Myers modeled the Texas Capitol after the National Capitol, using a Renaissance Revival design. His plans called for native limestone, but Myers agreed to use red granite donated by the owners of Granite Mountain instead. Because red granite is harder than limestone, Myers modified his plans and eliminated the original design’s elaborate carvings. Myers, however, suffered from psychosomatic illnesses, which made him so difficult to work with that he was fired in 1886.

Construction began in 1882, and eventually Gustav Wilke, a Chicago builder, took over the massive project. Because the red granite was so expensive to transport and work with, the state stepped in, constructing a railroad from Granite Mountain to Burnet and providing convict labor.

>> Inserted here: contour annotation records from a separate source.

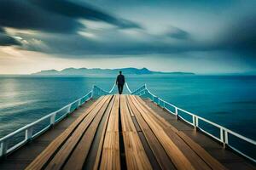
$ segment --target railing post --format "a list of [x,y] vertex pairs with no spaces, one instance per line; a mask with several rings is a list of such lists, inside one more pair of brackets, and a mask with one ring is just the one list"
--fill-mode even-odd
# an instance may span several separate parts
[[226,130],[224,130],[224,133],[223,133],[223,138],[224,138],[224,148],[225,149],[227,147],[227,145],[229,144],[229,134],[228,132]]
[[177,116],[177,108],[175,107],[175,117],[176,117],[176,120],[178,119],[178,116]]
[[69,105],[67,108],[67,114],[70,113],[70,110],[71,110],[71,105]]
[[193,125],[194,125],[194,130],[196,131],[196,116],[193,115]]
[[26,129],[26,140],[30,140],[32,137],[33,133],[33,128],[29,127],[27,129]]
[[50,116],[49,123],[51,126],[55,123],[55,116],[56,116],[56,113],[54,113]]
[[2,141],[1,142],[0,156],[3,156],[7,153],[7,149],[8,149],[8,140]]
[[78,108],[81,105],[81,99],[79,100]]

In 1885 union laborers—angry about the use of convict labor and the low wages Wilke offered—boycotted, and Wilke sent a representative to Scotland to contract granite cutters. The U.S. government indicted Wilke in 1886 for violating the Alien Contract Labor Law and fined him $64,000, which equaled $1,000 for each laborer imported.

Leading our group through the Capitol on a recent summer day, the guide overlooks any scandals, boycotts, or violations of national labor laws. Rather, he mentions the glorious groundbreaking in 1882, the placement of the cornerstone in 1885, and the Capitol’s official completion in December 1888. A tour of the Capitol is enough to make every Texan stand a little taller—I know I did. After all, the Capitol, with 8.5 acres of floor space, is one of the nation’s largest state capitol buildings. The structure in Washington, D.C., may be larger, but the Capitol (thanks to the Goddess of Liberty, which stands atop the iron dome proudly holding a star) reaches 14.64 feet higher.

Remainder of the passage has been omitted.